Conforme o Funchal Notícias já havia noticiado em primeira mão, no próximo dia 27 de fevereiro realiza-se a Marcha Europeia pelos Direitos dos Refugiados em várias cidades.
O Núcleo da Amnistia Internacional no Funchal, alia-se a esta iniciativa através de uma Concentração pelos Direitos dos Refugiados nesse mesmo dia (27 de fevereiro) pelas 15h junto à Estátua João Gonçalves Zarco, na Avenida Arriaga.

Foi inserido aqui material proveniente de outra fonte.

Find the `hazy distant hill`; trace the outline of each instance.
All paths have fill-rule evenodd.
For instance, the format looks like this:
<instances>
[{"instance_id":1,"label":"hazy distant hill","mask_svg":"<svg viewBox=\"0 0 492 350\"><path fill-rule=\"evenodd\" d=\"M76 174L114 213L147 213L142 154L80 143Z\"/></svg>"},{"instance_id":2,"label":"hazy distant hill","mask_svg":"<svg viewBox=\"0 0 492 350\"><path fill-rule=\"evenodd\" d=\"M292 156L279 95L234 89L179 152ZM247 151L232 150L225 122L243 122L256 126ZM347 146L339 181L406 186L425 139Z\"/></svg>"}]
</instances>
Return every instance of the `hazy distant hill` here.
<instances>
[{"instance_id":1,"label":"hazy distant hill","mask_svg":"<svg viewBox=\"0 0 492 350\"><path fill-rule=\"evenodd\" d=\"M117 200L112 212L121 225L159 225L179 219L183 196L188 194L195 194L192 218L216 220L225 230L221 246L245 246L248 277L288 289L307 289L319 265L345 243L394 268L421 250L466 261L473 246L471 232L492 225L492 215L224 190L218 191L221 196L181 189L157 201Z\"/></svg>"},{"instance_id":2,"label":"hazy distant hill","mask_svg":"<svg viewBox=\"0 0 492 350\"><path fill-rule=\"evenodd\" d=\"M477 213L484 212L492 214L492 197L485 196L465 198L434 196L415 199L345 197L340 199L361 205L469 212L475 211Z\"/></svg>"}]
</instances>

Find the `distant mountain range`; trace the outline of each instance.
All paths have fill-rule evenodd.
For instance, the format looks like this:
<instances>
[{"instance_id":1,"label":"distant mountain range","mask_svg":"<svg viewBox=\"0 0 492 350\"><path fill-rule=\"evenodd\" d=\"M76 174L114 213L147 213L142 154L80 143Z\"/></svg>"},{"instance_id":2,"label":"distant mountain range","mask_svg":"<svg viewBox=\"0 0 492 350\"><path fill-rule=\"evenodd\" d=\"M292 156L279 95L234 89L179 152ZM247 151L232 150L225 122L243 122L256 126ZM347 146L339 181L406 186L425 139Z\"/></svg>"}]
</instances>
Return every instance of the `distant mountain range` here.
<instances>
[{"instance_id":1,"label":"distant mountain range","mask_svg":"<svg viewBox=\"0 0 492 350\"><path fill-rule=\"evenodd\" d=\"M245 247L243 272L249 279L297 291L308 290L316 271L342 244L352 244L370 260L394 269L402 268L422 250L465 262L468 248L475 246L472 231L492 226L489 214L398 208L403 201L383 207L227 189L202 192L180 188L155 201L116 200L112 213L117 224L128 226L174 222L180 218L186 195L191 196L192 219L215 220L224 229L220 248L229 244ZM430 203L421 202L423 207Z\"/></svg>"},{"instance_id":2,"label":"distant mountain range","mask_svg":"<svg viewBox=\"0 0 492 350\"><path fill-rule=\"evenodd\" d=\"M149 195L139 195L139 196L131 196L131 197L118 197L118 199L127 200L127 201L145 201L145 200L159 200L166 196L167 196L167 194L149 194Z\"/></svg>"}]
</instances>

A cidade do Funchal é uma das mais de 100 cidades que se junta a esta iniciativa europeia que acabou por abranger países fora da Europa.
Esta iniciativa organizada por um grupo de cidadãos europeus pretende unir a Europa pelos refugiados exigindo uma passagem segura com a criação de rotas seguras para que todos consigam chegar à União Europeia sem correrem risco de vida.
É também exigido que se termine com a confiscação de bens realizadas em alguns países de acolhimento, sendo igualmente importante que se coloque em prática o mecanismo criado pelas Nações Unidas que permite a reinstalação de refugiados mais vulneráveis, incluindo sobreviventes de tortura e pessoas que se encontram em situações que requerem cuidados médicos urgentes.
Sendo que muitos refugiados não têm todos os documentos necessários para obter um visto normal para viajarem entre países da comunidade europeia, exige-se que sejam concebidos vistos humanitários para que desta forma seja permitido aos refugiados viajarem em segurança e assegurando o término e combate aos mercados de tráfico humano.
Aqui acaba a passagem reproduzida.